WOLA: Advocacy for Human Rights in the Americas

(AP Photo/Salvador González)

26 Jun 2020 | Commentary

COVID-19 Border Closure Could Lead to Jump in Migrant Deaths in Summer Months

On March 20, citing public health concerns amid COVID-19, the Trump administration closed the U.S.-Mexico border to most traffic in a way that virtually obliterated the ability to ask for asylum there. Just about everyone from Mexico and Central America who is caught gets expelled within hours—including unaccompanied children.

The U.S. border closure, combined with public health measures limiting migrants’ mobility across the hemisphere, has meant a sharp slide in Border Patrol’s apprehensions of migrants who seek protection in the United States. Apprehensions of children and families have fallen sharply since March 20; May 2020’s total (1,931) was 98 percent smaller than May 2019’s (95,961).

Migrants in this category, who include hundreds of thousands of children and family members in recent years, generally want to be caught. They cross to U.S. soil and await apprehension so that they may begin their asylum processes. (Even before COVID-19, the Trump administration had been putting in place several measures to make those processes difficult to impossible, even for asylum seekers presenting themselves at a port of entry.)

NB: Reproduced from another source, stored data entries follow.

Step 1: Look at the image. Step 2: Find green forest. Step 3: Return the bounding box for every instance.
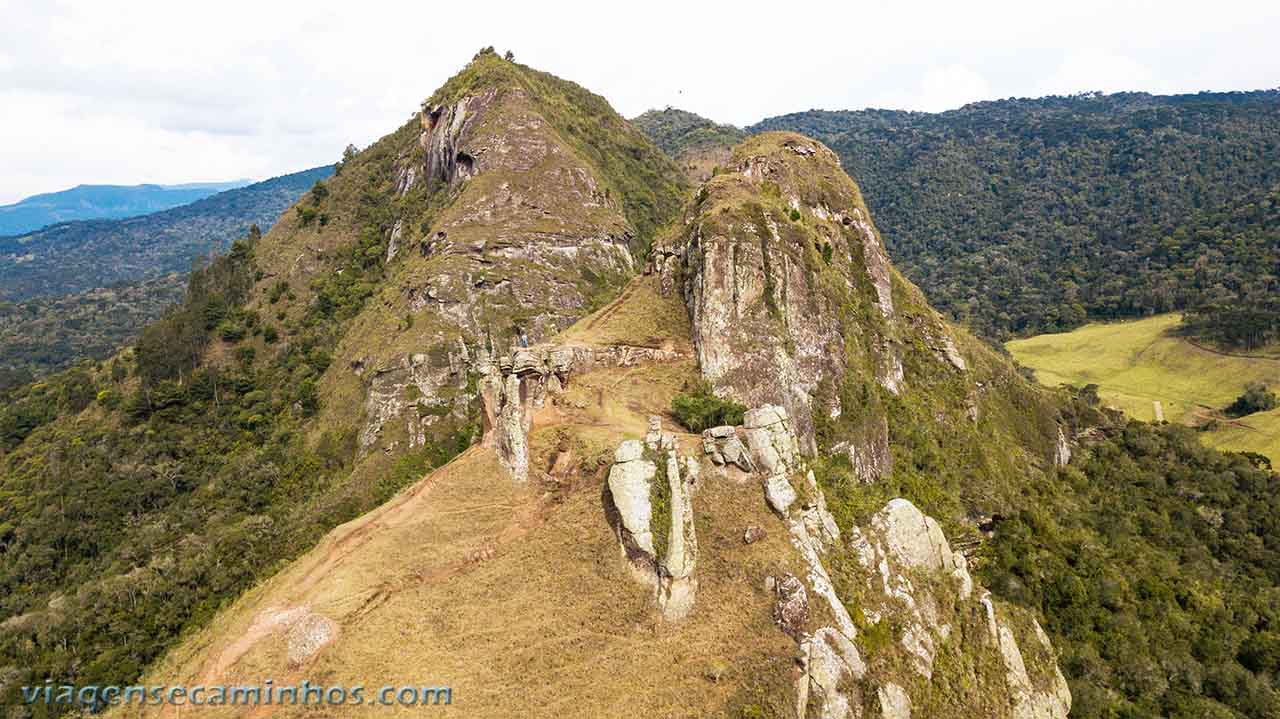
[986,390,1280,717]
[0,219,473,714]
[751,91,1280,346]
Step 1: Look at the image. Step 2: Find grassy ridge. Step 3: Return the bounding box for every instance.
[1007,313,1280,461]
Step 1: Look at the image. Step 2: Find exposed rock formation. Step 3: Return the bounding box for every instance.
[285,612,338,668]
[1054,425,1073,467]
[700,424,755,471]
[733,404,1069,719]
[663,135,921,455]
[357,340,472,454]
[320,57,684,462]
[606,419,699,620]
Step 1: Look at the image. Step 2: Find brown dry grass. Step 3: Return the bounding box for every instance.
[554,274,692,352]
[121,358,801,719]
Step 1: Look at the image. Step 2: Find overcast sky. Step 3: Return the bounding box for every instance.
[1,0,1277,204]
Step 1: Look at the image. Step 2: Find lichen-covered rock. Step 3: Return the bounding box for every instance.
[763,474,798,515]
[358,345,471,454]
[658,444,698,620]
[871,498,957,573]
[607,440,656,555]
[770,573,809,638]
[803,627,866,719]
[606,425,700,620]
[700,425,754,471]
[877,683,912,719]
[779,496,1070,719]
[743,404,800,476]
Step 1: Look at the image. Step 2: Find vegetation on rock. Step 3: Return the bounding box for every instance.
[671,379,747,432]
[745,91,1280,345]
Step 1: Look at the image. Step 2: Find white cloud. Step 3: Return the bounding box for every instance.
[0,0,1278,203]
[870,64,994,112]
[1035,48,1162,97]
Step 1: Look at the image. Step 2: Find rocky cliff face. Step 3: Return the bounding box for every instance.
[653,133,970,481]
[241,52,684,470]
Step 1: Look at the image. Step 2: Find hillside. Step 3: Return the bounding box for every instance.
[0,165,333,301]
[0,273,185,388]
[0,48,685,714]
[3,57,1280,719]
[111,130,1078,719]
[1007,313,1280,462]
[0,180,250,236]
[632,108,745,183]
[749,91,1280,342]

But another category of migrant apprehensions is largely unchanged. Single adults are still being apprehended in numbers approaching pre-pandemic levels: 19,544 in May 2020, compared with 22,396 in the last full pre-pandemic month of February.

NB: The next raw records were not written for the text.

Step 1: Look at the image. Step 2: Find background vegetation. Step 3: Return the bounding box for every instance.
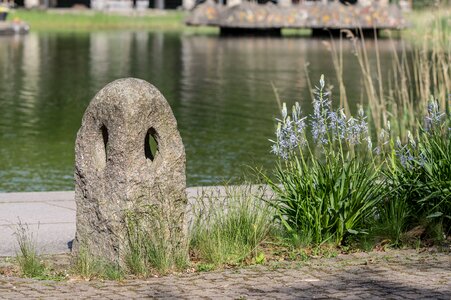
[5,5,449,36]
[8,9,186,31]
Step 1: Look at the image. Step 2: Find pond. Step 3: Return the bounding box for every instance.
[0,31,408,192]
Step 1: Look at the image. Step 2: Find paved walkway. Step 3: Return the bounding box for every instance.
[0,191,76,256]
[0,186,261,256]
[1,250,450,299]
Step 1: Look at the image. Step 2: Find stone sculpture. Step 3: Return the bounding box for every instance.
[72,78,187,265]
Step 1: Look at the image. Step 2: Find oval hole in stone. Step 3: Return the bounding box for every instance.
[101,125,108,162]
[145,128,159,161]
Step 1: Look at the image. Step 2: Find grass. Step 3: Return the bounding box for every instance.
[6,9,218,33]
[306,6,449,131]
[11,7,447,36]
[13,222,66,280]
[61,189,188,279]
[14,222,46,278]
[402,7,451,43]
[7,173,449,281]
[266,158,384,246]
[281,28,313,37]
[5,9,309,35]
[374,197,410,246]
[189,184,273,267]
[69,189,189,279]
[73,245,124,280]
[321,6,450,139]
[73,245,95,278]
[8,9,184,31]
[124,197,189,276]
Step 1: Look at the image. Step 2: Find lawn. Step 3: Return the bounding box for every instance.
[7,9,219,33]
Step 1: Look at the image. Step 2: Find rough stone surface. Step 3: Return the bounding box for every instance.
[73,78,187,265]
[1,250,450,299]
[186,2,407,29]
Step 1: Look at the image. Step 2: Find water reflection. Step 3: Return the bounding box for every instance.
[0,32,408,192]
[89,32,135,84]
[21,33,40,103]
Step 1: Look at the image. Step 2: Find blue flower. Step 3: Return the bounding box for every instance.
[310,80,331,146]
[425,100,445,131]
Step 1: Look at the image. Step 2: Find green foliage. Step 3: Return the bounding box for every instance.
[375,197,411,246]
[383,104,451,238]
[267,158,383,246]
[73,245,97,279]
[102,263,125,280]
[196,263,215,272]
[8,10,185,31]
[254,252,266,264]
[14,222,46,278]
[264,75,384,246]
[190,185,273,266]
[125,203,188,276]
[411,0,443,9]
[266,74,450,249]
[7,9,218,35]
[73,245,124,280]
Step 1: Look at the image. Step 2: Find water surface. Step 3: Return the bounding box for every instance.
[0,31,406,191]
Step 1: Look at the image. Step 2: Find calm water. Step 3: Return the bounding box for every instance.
[0,31,407,192]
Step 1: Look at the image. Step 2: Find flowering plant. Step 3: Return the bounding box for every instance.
[262,75,383,246]
[383,97,451,235]
[270,75,371,163]
[262,75,450,246]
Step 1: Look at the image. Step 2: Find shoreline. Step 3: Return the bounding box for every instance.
[4,7,448,41]
[6,8,215,32]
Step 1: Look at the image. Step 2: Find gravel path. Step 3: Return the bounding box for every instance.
[1,249,450,299]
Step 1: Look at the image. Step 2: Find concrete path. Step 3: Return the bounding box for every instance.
[0,186,242,257]
[1,250,450,299]
[0,191,76,257]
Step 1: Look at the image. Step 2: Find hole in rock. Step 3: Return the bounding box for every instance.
[101,125,108,161]
[145,128,159,161]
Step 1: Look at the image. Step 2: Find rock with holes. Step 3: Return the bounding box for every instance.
[72,78,187,265]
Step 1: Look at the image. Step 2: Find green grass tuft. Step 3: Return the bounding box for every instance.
[14,222,46,278]
[73,245,124,280]
[125,200,189,276]
[190,185,273,267]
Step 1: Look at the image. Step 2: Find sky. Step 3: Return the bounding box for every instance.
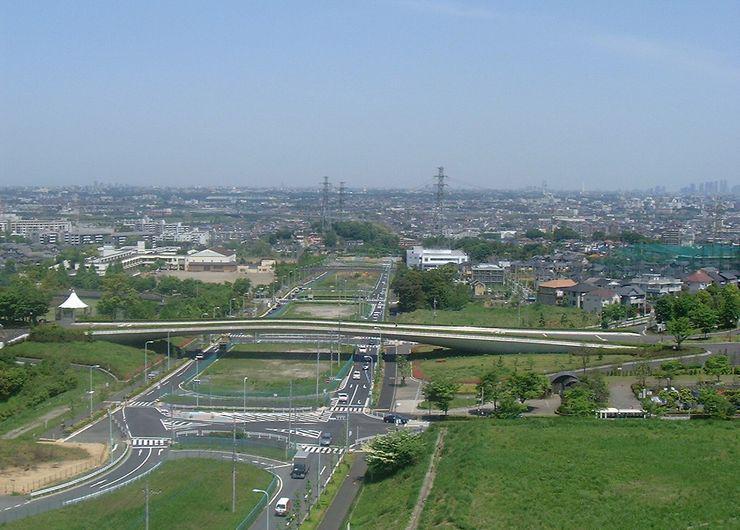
[1,0,739,190]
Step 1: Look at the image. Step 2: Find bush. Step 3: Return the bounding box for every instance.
[365,430,426,477]
[29,324,90,343]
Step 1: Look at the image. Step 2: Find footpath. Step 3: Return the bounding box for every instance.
[317,454,368,530]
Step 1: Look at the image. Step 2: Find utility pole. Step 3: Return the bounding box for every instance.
[286,379,293,460]
[320,176,330,232]
[108,408,114,463]
[144,481,150,530]
[316,340,320,405]
[232,419,237,513]
[434,166,446,235]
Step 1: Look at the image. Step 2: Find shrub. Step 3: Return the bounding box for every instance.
[365,430,426,477]
[29,324,90,343]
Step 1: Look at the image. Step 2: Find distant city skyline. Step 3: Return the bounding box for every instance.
[1,1,739,189]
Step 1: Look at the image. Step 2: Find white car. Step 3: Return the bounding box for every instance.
[337,392,349,403]
[275,497,291,516]
[352,371,361,380]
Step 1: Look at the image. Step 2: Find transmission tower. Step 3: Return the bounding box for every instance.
[434,166,446,235]
[320,176,330,231]
[338,181,346,221]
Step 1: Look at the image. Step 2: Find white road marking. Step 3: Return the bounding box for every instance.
[101,449,152,488]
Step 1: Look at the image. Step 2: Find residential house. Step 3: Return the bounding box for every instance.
[683,270,713,294]
[630,274,682,297]
[582,288,621,314]
[616,285,646,313]
[536,279,577,305]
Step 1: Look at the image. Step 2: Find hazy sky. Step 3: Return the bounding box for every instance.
[1,1,739,190]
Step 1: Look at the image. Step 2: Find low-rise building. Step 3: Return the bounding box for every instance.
[185,248,237,272]
[406,246,469,270]
[536,279,577,305]
[470,263,505,286]
[630,274,683,297]
[582,288,621,314]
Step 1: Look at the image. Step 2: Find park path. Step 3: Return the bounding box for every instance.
[406,428,446,530]
[317,454,368,530]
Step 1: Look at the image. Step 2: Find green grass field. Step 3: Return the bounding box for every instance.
[195,354,347,396]
[0,440,87,470]
[4,458,272,530]
[7,341,162,381]
[307,270,380,296]
[396,302,599,329]
[349,430,436,529]
[412,348,635,385]
[351,420,739,530]
[281,301,371,320]
[230,342,354,353]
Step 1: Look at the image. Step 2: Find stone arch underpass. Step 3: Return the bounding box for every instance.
[76,319,642,355]
[549,371,581,393]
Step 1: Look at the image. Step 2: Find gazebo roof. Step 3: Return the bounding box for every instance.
[58,290,89,310]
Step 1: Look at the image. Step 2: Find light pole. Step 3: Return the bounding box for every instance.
[252,489,270,530]
[316,340,321,404]
[229,298,236,317]
[88,364,99,417]
[243,376,249,413]
[144,340,155,386]
[213,306,220,319]
[166,330,171,372]
[108,407,114,463]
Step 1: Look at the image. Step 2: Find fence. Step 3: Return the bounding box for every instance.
[173,432,294,461]
[235,474,279,530]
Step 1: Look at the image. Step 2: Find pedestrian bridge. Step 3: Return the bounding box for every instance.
[76,318,643,354]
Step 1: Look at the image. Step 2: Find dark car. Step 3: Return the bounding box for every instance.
[383,414,408,424]
[320,431,332,446]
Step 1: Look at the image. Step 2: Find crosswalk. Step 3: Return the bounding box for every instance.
[132,438,169,447]
[127,400,157,407]
[299,444,343,454]
[160,419,207,431]
[330,405,365,413]
[266,428,321,439]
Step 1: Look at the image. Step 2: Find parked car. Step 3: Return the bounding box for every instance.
[383,414,408,424]
[275,497,291,516]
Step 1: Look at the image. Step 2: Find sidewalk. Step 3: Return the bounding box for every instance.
[392,376,423,415]
[317,453,367,530]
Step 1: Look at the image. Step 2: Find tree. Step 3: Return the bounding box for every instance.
[689,305,718,337]
[396,356,411,386]
[552,227,580,241]
[653,296,674,324]
[698,388,734,419]
[666,317,694,349]
[476,368,502,409]
[364,430,425,477]
[703,355,731,382]
[525,228,547,239]
[492,392,527,418]
[634,361,651,389]
[507,371,549,403]
[422,377,460,415]
[718,285,740,329]
[557,386,598,416]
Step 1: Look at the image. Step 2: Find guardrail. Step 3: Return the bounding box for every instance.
[235,474,278,530]
[30,444,130,498]
[62,461,162,507]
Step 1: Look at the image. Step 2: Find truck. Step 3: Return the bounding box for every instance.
[291,450,311,479]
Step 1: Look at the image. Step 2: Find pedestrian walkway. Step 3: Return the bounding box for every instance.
[330,405,365,413]
[317,453,367,530]
[126,400,157,407]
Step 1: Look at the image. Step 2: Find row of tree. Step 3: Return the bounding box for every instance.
[655,284,739,332]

In fact, the number of single adults from Mexico apprehended in May 2020 was the largest in the last 14 months. Even during the migrant wave of spring 2019, Border Patrol encountered slightly fewer Mexican adults (16,144 in May 2019) than it did in the pandemic month of May 2020 (16,230).

Though there are exceptions, not all adults traveling alone seek asylum: a significant proportion likely aim to avoid being apprehended. This raises urgent safety concerns as we enter the hottest part of the summer.

“Avoiding apprehension” often means traveling through wilderness, at the greatest possible distance from border law enforcement presence. Much of this wilderness is scorching-hot desert. Since 1998, Border Patrol reports finding the remains of 7,805 migrants, most of them dead of exposure, dehydration, or drowning. A recent study about migrant deaths in South Texas found the real toll to be much higher in that region.

Border Patrol divides the U.S.-Mexico border into nine sectors. Since 1998, the agency has found the most migrant remains in its sectors in Tucson (Arizona), Rio Grande Valley (Texas), Laredo (Texas), and El Centro (California).

Alarmingly, three of these sectors are among the four in which Border Patrol apprehended the most single adults in May 2020, and since October 2018: Tucson, Rio Grande Valley, and Laredo. (The fourth is San Diego, California.) All of them have significant amounts of fencing, which only delays a single adult migrant’s journey for a few minutes when crossing in remote areas.

The COVID-19 pandemic and its response have wreaked havoc on economies in Mexico and Central America, while reducing remittances sent from the United States. Meanwhile, even as the pandemic rages, U.S. authorities keep deporting Mexican citizens back to Mexico—29,374 of them in March and April (Mexico hasn’t published May data yet). Many of these deportees were probably forced to leave families behind in the United States, creating a strong pull to return by any means necessary.

These are strong incentives for an increase in the kind of migration that seeks to avoid apprehension by traveling through some of the most hazardous areas of the border. Especially in the months of June through September, that increase is guaranteed to bring more death. During the last week of June, temperatures are expected to reach 109º in Calexico, California; 109º in Yuma, Arizona; 108º in Tucson, Arizona; 100º in Laredo, Texas; and 96º in Falfurrias, Texas.

The United States has spent 25 years building a border security apparatus that channels undocumented, apprehension-avoiding migrants into the most treacherous regions of the border. It has spent the last three years intensifying this apparatus still further, building more barriers and closing doors to asylum-seekers. The result is likely to be more death.

There’s no chance of easing this apparatus during the summer of 2020, with the Trump administration in its fourth year. The only viable goal in the next few months is to minimize death at the border through emergency measures. CBP and Border Patrol have fewer migrants to apprehend overall—and the agencies had no problem sending hundreds of agents to Washington to help confront protests in early June. U.S. border agencies must devote their excess capacity—which they clearly have as evidenced by their deployment during the Black Lives Matter protests— to search and rescue operations, in the hope of saving as many lives as possible this summer.